# Predict the Rockets Picks #1, #15, #38



## COMPAQ CENTER (Jun 14, 2002)

If there are no trades I predict:

1. Yao Ming
15. Jared Jefferies
38. Juan Dixon


----------



## Hollis (Jun 4, 2002)

1. Yao Ming
15. Kareem Rush
38. Steve Logan or Juan Dixon
53. Aaron McGhee


----------



## COMPAQ CENTER (Jun 14, 2002)

Acually, I like the pick of Kareem Rush at #15 if available.
He will give us much need depth in the back court.

Also, Dixon might not be available at #38.


----------



## kgkidd (Jun 24, 2002)

1.Yao Ming
15.Qyntel Woods -is is falling and Andy Katz has him at 18 and I know 4 a fact Rudy & Cd wont pass up on him if he's there
38.Tayshaun Prince



I really like Jared Jeffries but after he bulked up he doesn't leave the top 10


----------



## kgkidd (Jun 24, 2002)

53. if he's still on the board I like Lee Benson he's been locked up for like 8 years but this guy is bad 

I got this from ESPN
Lee Benson
POWER FORWARD | (6-11, 232) | BROWN MACKIE JC

Notes: Averaged 35 points and| 13.6 rebounds a game during 2001-02 season at Brown Mackie Junior College in Salina, Kan. An aerly-entry candidate, but 28 years old after spending eight-plus years in prison. Scored 40 points against Dodge City CC, making four of five 3-pointers, and scored 44 points and grabbed 13 rebounds against Redlands. Was highly recruited as a junior in high school when he averaged 23 points and 14 rebounds and was named the co-MVP of the (Dayton) city league.


Positives: Benson was the leading scorer in NJCAA Division II after a 10-year layoff. He's 28 years old so he's the most physically mature prospect in the draft. Has great strength, runs the floor well and has superb range on his jumper. Can easily stroke the NBA three.


Negatives: Benson spent nearly eight years in prison before being "discovered." Hadn't played organized ball since his junior year of high school so he lacks basic fundamentals and play atrocious defense.

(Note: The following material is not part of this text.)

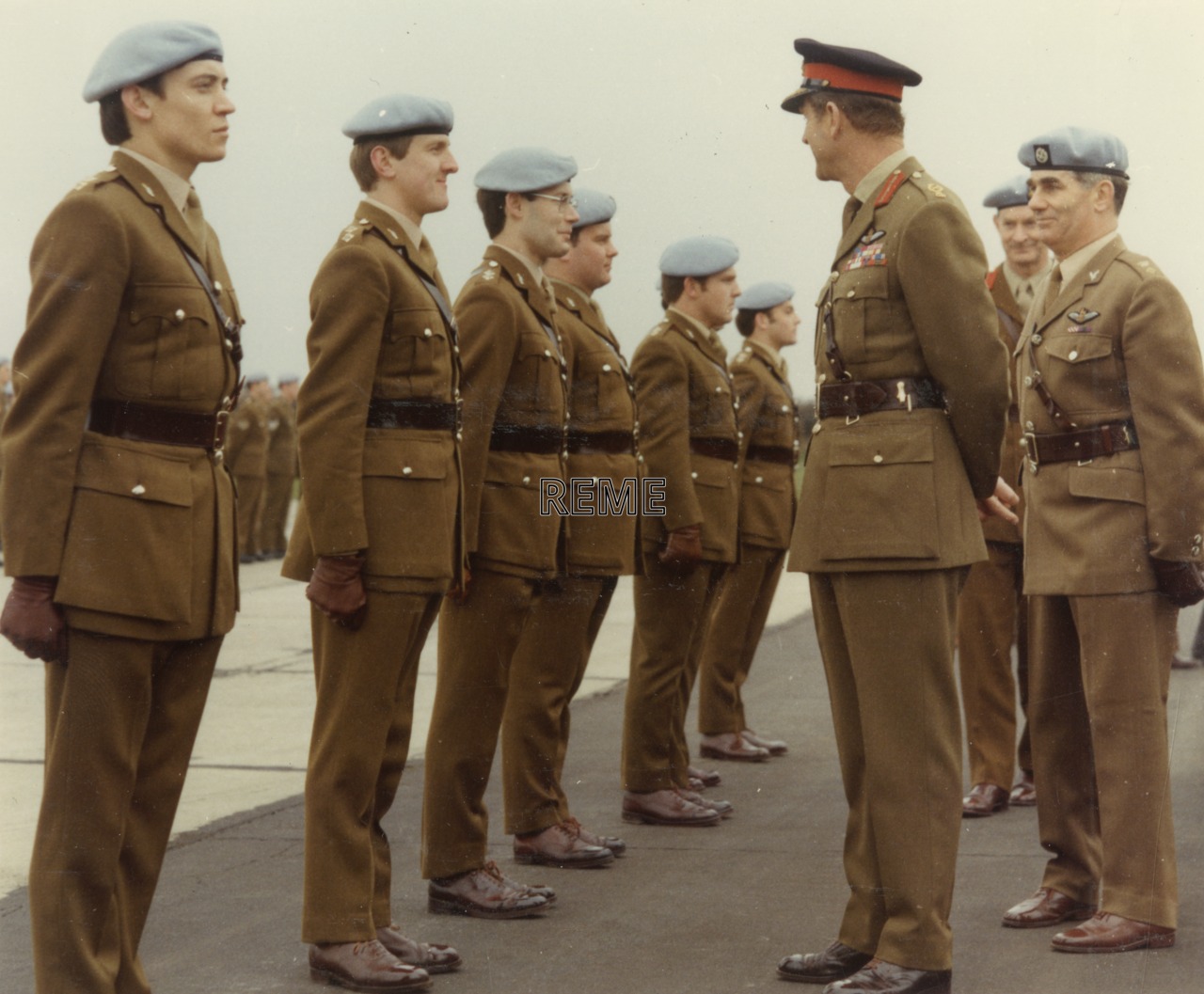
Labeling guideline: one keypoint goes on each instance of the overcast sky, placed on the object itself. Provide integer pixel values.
(670, 104)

Summary: Benson is the feel good story of the draft. He's turned his life around, been on his best behavior and has a game that has scouts salivating. If he didn't have the rap sheet and was eight years younger, we'd be talking lottery. Still, he's got enough juice to land somewhere in the second round.


----------



## kgkidd (Jun 24, 2002)

You know what now that I think of it we don't have the 53 pick in the draft we switched with Miami 53 for 38


----------



## Sir I Gotta Go (Jul 7, 2002)

1. Yao Ming
15.Bostjan Nachbar
38.Tito Maddox


----------